Ciudad de México, año de Nuestro Señor de 1535
Aquella mañana, Martí había despachado con premura sus tareas en el hospital, deseoso de volver a su casa. Por la tarde debía atender a sus pacientes castellanos, pero antes Ameyali le acompañaría a hacer algunas visitas en los arrabales.
Salió del hospital y aspiró el aire fresco con los ojos entornados. El sol había desvanecido la llovizna del amanecer y dejado un día limpio que olía a flores. Contento, enfiló la calzada hacia la escuela de San José de los Naturales. Le alegraba que Ameyali hubiera perdido el miedo a salir y no creía que este cambio se debiera a que Santiago siguiera ausente de la ciudad. El brillo en sus ojos después de su primera visita diurna a los arrabales no había desaparecido. Acompañado de un concentrado silencio, lo había mantenido casi toda la tarde, mientras trabajaron con los remedios, hasta que, solemne, declaró:
—Quiero ayudarte con todos los pacientes que pienses que desconfían de ti. Creo que debo hacerlo.

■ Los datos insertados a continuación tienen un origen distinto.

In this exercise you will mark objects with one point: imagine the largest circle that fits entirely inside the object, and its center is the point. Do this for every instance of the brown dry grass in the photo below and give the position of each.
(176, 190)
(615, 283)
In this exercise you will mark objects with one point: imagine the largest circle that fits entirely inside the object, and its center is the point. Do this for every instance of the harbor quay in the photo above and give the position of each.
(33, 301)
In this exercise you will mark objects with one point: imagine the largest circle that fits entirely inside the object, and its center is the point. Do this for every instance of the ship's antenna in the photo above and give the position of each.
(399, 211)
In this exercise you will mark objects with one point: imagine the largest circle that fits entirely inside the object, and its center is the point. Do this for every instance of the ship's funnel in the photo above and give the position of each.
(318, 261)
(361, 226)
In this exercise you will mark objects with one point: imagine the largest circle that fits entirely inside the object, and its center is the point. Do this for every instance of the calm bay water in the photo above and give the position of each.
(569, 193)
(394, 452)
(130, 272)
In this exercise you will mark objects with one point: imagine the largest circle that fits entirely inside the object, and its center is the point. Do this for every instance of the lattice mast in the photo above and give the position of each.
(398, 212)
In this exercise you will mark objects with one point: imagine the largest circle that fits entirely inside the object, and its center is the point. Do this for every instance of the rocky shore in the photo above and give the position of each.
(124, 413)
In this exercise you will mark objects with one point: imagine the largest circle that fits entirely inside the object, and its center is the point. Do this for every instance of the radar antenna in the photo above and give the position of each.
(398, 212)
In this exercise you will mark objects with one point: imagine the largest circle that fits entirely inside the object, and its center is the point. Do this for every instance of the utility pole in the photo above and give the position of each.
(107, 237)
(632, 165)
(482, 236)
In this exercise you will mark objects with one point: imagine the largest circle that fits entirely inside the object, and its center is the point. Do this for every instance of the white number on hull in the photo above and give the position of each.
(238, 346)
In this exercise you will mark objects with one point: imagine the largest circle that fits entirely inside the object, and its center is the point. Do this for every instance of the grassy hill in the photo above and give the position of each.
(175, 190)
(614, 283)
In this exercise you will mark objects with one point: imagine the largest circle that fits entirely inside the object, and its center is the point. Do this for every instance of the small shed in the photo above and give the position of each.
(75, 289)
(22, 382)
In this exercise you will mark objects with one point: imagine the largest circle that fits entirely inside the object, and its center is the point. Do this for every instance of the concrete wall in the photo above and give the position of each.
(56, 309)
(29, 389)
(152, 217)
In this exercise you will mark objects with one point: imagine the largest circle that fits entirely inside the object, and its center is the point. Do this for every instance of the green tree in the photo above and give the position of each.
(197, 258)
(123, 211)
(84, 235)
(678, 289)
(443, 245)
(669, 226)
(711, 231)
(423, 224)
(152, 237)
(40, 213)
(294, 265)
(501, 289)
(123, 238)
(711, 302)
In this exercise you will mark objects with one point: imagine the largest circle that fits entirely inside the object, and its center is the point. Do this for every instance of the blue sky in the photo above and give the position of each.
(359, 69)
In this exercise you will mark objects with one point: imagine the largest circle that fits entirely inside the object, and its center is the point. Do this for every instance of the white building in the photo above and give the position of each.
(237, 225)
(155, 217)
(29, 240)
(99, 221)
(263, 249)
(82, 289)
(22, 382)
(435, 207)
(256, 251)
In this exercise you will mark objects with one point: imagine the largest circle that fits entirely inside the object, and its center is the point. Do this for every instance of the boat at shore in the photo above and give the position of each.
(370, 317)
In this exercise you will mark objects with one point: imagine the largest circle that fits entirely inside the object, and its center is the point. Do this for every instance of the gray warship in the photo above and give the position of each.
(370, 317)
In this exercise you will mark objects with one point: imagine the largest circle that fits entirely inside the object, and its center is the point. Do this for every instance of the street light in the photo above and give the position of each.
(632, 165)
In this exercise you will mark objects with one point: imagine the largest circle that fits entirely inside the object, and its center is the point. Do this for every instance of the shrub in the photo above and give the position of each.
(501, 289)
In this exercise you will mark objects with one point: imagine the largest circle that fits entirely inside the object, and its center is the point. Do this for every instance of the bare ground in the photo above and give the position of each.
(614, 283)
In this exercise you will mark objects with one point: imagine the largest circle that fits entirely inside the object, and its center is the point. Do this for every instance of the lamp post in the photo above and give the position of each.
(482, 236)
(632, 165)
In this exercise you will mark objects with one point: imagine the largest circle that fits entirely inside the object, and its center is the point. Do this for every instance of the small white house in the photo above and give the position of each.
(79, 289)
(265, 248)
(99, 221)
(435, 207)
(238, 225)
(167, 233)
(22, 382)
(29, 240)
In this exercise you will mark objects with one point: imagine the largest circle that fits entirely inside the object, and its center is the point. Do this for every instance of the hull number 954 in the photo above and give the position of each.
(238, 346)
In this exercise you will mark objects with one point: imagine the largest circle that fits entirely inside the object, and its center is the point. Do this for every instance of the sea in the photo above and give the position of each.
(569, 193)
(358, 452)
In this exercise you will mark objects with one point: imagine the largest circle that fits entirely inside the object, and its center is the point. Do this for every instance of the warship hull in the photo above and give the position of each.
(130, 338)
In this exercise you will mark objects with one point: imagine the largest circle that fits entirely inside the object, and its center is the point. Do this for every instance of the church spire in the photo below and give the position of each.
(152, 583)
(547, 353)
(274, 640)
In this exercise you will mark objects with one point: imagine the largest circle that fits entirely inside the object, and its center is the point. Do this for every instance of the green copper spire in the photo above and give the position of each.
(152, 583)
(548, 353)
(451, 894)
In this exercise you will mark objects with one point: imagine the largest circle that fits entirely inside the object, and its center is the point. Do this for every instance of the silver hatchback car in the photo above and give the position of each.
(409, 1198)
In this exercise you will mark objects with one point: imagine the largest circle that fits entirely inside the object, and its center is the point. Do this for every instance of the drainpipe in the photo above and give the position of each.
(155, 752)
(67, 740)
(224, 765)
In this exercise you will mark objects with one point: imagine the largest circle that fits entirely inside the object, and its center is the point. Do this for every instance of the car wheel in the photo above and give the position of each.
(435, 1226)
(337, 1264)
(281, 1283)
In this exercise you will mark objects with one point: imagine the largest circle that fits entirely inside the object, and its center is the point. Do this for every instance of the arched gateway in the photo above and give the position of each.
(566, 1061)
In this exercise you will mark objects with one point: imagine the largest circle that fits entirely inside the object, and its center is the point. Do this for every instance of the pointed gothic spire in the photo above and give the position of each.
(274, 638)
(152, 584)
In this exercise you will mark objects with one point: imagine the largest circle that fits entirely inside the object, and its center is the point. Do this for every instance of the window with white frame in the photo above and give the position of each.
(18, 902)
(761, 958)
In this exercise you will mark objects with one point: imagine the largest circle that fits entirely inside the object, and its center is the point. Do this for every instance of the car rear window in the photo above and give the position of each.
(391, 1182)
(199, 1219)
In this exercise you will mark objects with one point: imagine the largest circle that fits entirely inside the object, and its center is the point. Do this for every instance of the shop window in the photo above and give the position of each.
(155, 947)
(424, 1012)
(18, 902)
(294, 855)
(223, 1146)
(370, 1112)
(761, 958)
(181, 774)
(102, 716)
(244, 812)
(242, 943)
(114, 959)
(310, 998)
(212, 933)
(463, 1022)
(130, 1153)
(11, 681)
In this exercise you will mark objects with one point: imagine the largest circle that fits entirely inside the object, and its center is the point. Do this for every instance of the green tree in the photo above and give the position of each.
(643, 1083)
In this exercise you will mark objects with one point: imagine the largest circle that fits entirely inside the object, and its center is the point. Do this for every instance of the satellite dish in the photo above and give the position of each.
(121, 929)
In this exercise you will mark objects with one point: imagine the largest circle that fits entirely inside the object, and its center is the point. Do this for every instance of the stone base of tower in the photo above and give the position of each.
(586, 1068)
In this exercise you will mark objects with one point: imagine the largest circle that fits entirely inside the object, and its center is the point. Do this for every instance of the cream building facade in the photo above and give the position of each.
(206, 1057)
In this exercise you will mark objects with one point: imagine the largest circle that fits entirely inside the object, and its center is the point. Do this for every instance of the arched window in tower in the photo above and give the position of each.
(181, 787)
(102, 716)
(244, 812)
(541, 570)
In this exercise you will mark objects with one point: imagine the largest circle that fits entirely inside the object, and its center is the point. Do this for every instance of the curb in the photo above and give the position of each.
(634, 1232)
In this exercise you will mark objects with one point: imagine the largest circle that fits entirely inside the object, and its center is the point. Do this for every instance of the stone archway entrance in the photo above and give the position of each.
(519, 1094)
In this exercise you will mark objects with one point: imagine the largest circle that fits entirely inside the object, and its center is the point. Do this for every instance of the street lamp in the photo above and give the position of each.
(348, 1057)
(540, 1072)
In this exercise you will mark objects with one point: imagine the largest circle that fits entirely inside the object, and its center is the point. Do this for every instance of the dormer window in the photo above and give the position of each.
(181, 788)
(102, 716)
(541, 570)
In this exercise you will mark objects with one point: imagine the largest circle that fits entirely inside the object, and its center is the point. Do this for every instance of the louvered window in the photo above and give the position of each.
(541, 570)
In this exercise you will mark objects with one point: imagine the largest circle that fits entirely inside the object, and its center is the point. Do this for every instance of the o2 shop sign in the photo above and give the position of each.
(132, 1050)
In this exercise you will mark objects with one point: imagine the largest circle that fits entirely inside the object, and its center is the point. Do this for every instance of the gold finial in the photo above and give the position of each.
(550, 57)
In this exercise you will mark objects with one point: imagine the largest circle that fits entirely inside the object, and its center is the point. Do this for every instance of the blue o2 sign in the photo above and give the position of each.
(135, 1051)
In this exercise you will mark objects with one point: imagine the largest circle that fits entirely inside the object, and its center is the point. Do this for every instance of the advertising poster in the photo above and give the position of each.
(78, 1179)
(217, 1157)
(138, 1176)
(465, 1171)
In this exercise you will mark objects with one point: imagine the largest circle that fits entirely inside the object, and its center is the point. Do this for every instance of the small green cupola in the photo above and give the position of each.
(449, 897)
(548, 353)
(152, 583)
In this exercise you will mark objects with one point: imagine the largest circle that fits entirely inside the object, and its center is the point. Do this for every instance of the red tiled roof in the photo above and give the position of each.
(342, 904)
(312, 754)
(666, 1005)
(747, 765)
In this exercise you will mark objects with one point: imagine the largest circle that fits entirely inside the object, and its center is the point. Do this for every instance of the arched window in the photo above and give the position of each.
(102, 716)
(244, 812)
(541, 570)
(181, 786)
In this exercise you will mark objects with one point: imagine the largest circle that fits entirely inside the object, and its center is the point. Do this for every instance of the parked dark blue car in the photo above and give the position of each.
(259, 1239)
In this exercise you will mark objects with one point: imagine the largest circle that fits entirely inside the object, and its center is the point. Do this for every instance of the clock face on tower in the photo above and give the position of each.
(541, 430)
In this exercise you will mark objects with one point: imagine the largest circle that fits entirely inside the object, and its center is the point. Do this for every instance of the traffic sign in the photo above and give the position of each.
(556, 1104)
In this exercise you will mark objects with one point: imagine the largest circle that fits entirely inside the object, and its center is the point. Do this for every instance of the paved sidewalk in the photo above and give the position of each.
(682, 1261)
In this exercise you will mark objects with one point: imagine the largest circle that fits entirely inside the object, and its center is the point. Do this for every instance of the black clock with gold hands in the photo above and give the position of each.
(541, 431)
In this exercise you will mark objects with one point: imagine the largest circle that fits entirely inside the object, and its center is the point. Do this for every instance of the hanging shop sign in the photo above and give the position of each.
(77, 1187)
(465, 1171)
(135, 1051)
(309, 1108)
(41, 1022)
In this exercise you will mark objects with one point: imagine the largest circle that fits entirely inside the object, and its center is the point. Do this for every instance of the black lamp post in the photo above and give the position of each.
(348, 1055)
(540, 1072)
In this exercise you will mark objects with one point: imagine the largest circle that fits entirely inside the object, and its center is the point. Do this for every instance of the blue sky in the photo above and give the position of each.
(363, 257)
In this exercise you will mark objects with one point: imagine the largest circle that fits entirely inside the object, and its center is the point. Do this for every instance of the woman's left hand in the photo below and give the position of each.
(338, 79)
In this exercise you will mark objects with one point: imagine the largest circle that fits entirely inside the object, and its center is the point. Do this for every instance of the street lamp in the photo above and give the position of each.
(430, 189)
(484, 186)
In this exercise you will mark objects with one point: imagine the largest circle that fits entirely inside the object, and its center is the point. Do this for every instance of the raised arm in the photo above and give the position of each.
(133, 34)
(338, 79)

Martí no preguntó entonces por qué, aunque sentía una ardiente curiosidad. Pero a la vez también percibía que la visita del día antes había removido algo en el alma de Ameyali, y se conformaba con ser su acompañante, un mero testigo, a sabiendas de que ella hablaría con él llegado el momento. «Quizá con ello descubra aquí su lugar», pensó, consciente de pronto de lo mucho que esa esperanza le ilusionaba.
Dobló la esquina del monasterio franciscano permitiéndose soñar con compartir su trabajo y su vida con ella, cuando de pronto se vio ante fray Pedro de Gante, acompañado de Mariana.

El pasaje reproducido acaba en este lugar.